Bu hadisi ve benzerlerini delil olarak ileri sürenler, Muaviye oğlu Yezid'i lanetlemenin caiz olduğunu söylemişlerdir.
Ebu'l-Ferec b. el-Cevzî de Yezid'i lanetlemenin caiz olduğunu söylemiştir.
Ancak başka âlimler, onu lanetlemenin caiz olmadığını söylemişler ve bu hususta eserler tasnif etmişlerdir ki Yezid'i lanetlemek, babasını ve sahabeler*den birisini lanetlemeye vesile olmasın.
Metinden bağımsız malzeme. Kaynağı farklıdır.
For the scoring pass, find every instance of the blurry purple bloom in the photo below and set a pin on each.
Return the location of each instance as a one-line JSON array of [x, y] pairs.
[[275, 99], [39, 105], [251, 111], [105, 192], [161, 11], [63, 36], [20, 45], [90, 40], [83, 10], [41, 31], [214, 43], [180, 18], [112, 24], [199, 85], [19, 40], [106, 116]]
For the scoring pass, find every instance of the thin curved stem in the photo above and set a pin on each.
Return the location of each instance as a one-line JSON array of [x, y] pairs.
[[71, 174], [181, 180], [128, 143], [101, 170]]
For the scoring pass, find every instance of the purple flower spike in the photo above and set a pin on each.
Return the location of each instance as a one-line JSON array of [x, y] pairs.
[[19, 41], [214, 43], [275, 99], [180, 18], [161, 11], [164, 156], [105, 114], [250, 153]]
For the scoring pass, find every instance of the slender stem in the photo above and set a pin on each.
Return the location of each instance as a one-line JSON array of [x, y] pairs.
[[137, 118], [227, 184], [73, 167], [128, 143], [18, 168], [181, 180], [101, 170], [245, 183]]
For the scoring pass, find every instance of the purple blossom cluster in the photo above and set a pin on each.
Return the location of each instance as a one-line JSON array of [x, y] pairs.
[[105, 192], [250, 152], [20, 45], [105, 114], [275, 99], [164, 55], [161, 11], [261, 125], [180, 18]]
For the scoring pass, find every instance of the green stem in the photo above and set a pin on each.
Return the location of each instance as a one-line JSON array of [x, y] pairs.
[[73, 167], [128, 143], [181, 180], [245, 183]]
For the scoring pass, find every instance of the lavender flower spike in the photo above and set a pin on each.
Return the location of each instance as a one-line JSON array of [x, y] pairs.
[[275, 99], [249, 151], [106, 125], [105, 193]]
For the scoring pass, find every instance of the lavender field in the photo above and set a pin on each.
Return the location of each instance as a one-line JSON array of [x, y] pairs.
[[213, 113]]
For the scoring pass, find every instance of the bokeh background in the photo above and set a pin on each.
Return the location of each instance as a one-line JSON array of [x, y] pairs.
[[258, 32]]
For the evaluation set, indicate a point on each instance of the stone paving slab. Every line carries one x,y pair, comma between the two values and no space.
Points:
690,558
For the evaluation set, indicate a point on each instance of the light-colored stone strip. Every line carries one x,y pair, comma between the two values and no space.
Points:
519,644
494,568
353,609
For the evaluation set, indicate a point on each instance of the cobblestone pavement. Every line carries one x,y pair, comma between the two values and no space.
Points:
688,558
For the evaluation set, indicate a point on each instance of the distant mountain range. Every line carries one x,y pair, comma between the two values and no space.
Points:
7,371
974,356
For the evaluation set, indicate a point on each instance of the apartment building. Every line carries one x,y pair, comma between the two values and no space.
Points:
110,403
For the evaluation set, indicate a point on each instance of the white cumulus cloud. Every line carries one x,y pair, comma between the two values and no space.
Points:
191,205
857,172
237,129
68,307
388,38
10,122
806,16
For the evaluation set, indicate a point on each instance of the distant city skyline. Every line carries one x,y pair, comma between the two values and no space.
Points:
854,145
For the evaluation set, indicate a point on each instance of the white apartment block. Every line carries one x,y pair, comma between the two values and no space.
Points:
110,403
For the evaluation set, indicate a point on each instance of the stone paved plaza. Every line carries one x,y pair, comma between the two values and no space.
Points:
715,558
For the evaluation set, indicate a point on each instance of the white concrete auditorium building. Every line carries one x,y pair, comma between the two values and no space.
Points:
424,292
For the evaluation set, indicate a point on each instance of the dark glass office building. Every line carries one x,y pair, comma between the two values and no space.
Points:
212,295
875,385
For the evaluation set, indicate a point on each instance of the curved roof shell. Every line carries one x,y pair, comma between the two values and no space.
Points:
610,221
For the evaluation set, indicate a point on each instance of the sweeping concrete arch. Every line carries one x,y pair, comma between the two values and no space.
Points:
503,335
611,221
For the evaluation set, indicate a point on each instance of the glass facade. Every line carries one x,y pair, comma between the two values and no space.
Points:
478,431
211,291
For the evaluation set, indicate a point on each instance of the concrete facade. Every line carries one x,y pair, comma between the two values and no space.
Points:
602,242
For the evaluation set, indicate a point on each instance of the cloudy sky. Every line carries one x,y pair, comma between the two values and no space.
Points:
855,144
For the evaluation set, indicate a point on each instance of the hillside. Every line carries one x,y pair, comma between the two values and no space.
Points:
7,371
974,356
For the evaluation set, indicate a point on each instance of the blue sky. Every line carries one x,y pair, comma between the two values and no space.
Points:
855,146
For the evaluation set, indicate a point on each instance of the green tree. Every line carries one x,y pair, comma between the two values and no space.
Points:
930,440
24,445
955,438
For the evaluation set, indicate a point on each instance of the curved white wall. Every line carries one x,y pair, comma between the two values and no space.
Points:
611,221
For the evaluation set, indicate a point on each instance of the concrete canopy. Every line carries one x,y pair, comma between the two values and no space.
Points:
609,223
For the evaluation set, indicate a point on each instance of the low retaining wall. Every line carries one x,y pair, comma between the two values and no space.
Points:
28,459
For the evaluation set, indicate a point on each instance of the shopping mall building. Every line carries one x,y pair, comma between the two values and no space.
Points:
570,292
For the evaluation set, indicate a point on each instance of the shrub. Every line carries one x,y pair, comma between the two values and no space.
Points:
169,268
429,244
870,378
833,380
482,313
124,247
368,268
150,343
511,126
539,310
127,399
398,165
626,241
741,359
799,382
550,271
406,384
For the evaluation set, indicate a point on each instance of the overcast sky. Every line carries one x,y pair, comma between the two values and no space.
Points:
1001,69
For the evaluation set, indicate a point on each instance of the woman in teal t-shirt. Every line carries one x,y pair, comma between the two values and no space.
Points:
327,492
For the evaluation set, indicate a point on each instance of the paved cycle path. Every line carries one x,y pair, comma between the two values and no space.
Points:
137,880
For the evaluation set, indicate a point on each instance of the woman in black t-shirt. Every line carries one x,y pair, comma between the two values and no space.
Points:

Onun yaptığı kötülükleri de yanlış tevil yaparak ve yanılarak yaptığı şeklinde yorumlamışlar ve şöyle demişlerdir: "Bununla beraber Yezid, fasık bir imamdı. İmam fasık olduğu zaman sırf fasıklığı sebebiyle görevden azledilemez. Âlimle*rin bu husustaki iki kavlinden doğru olan budur. Aksine ona karşı ayak*lanmak da caiz olmaz. Çünkü bu nedenle fitne kopar, anarşi doğar, ma*sum kanlar akıtılır, mallar yağmalanır, kadınlarla ve diğerleriyle fuhuş yapılır. Daha da kat kat fesatlar ortaya çıkar ki, bunların günahı daha fazladır."
Bu olaydan günümüze ders çıkarmak lazım. Fasık da olsa başımızdaki lidere karşı halkı ayaklanmasına vesile olacak işler yapılmamalı. Onların yanlışları ikide bir gündeme getirip insanları kışkırtmamalı aksine idarecilerimiz için hayır dua etmeliyiz.